For Chocolate Week, Almeida, a restaurant, coordinated with Paul A. Young, chocolatier, to create a three course menu for the second year running. We went with cwjat who, as it happens, is allergic to chocolate and so ordered off of the regular menu.
The restaurant is relatively large and, by mid-evening, was buzzy to an impressive degree: all the tables had filled up, and a healthy range of ages and types of people. We've been eating at enough restaurants lately where we are, by 30 years, the youngest people, and so it was refreshing to be back in a community restaurant with the right balance of price, pretensions, and quality to attrach a broad range of clientele.
We started with well-balanced amaretto sours and nicely-judged nibbles of tapenade-filled pastry wafers and little toast roundels topped with a light goat's cheese.
My starter was my most successful dish of the evening, a pigeon terrine with a delicate shard of dark chocolate on it, and a milkier sauce. The richness of the chocolate complemented that of the pigeon, the two in dialogue with each other. C.'s truffle, truffle, and truffle risotto was vibrant with generous fresh truffle shavings, but the touches of chocolate only emphasized that richness, rather than being necessary to its well-roundedness in other ways. In contrast, the whipped cheese flavored with dill and topping cured salmon was refreshing.
We all moved on to tender pork belly, a meltingly tender lump with beautifully delicate, crunchy crackling. The meat was perfectly executed, but overly salted in its crackling, and overwhelmed by the chocolate sauce which came with it. I suspect the simplicity of the perfectly fine root vegetables were there as contrast (in addition to fulfilling the veg niche), but as a result, they seemed lackluster; they tasted as the result of minimal effort.

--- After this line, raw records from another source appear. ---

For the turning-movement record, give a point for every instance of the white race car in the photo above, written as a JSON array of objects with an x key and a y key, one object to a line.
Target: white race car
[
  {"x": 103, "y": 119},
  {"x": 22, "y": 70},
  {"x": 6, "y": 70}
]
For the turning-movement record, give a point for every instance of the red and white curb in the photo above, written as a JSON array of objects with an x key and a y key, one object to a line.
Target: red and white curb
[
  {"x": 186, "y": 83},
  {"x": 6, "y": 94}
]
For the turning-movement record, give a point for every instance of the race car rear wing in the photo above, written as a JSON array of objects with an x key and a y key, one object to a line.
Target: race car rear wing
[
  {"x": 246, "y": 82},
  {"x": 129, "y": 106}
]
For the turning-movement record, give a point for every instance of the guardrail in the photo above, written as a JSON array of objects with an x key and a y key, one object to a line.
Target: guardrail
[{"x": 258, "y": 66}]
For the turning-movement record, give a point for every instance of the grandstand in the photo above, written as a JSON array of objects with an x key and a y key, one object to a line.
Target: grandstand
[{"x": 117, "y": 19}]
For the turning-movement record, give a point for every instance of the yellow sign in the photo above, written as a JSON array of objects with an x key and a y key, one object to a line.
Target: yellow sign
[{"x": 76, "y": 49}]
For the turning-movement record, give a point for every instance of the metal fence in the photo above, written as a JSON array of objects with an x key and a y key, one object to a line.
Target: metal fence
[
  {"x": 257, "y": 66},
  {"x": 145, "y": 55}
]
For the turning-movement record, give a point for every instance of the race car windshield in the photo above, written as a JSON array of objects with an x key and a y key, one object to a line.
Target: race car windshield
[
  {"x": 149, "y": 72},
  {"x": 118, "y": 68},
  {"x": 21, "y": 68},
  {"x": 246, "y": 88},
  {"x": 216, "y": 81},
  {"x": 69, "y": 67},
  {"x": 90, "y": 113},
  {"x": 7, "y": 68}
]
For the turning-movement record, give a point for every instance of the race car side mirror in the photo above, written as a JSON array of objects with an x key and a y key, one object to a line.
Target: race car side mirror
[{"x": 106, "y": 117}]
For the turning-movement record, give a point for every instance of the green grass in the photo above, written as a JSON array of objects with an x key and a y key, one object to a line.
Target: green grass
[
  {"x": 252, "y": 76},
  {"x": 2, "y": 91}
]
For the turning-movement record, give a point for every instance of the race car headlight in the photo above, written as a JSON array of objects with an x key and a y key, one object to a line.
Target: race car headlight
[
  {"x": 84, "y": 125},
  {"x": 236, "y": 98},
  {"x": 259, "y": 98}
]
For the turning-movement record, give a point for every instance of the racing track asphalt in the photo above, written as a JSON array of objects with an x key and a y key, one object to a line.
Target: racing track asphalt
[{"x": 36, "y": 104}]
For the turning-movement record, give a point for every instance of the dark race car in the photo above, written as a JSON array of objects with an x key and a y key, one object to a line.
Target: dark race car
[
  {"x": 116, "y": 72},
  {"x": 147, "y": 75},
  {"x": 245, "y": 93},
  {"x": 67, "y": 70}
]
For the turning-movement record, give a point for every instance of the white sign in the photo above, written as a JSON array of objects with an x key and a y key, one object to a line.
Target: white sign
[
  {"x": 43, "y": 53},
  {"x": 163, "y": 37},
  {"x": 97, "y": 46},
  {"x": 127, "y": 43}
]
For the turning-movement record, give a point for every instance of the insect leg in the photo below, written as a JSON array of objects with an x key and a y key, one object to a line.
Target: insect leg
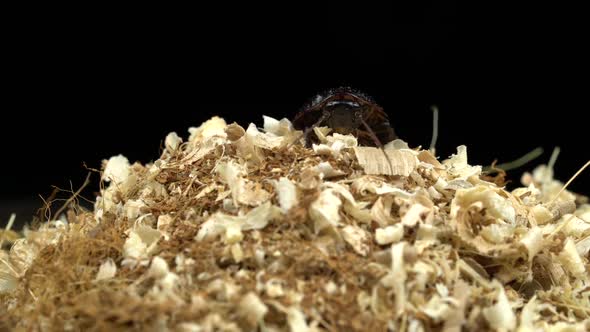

C.'s dark chocolate soufflé was pleasantly intense without being sharp. My dessert, on the other hand, suffered from a surfeit of supercharged flavors: port-poached plums were topped with shavings of candied orange peel and swimming in a dark chocolate consummé. The generous dollop of crême fraîche had seemed sufficient on first sight; in retrospect, there wasn't nearly enough of it to counterbalance the other ingredients.
By the end of the meal, after fresh mint tea and a final plate of truffles, the room was heading toward uncomfortably warm. It had all gone a little more quickly that we would have liked, but that efficiency is probably why it can attract such a lively customer base: a meal need not be the evening's only activity.
Service was helpful and good-natured, if stretched a little thin at peak service times. The kitchen's clearly doing good things, if not reliably so; but it's hard to tell with a special one-off collaborative menu, not refined over months or years of operation. The Chocolate Week menu was a good idea, but the results were more a work in progress than a polished work of art.
Alas, this proved true of my other attempt at a Chocolate Weke event. The Orangery at Kensington Palace promised a week of chocolate-themed afternoon tea, but failed to live up to its advertised Sunday opening hours; it was closed for a private event.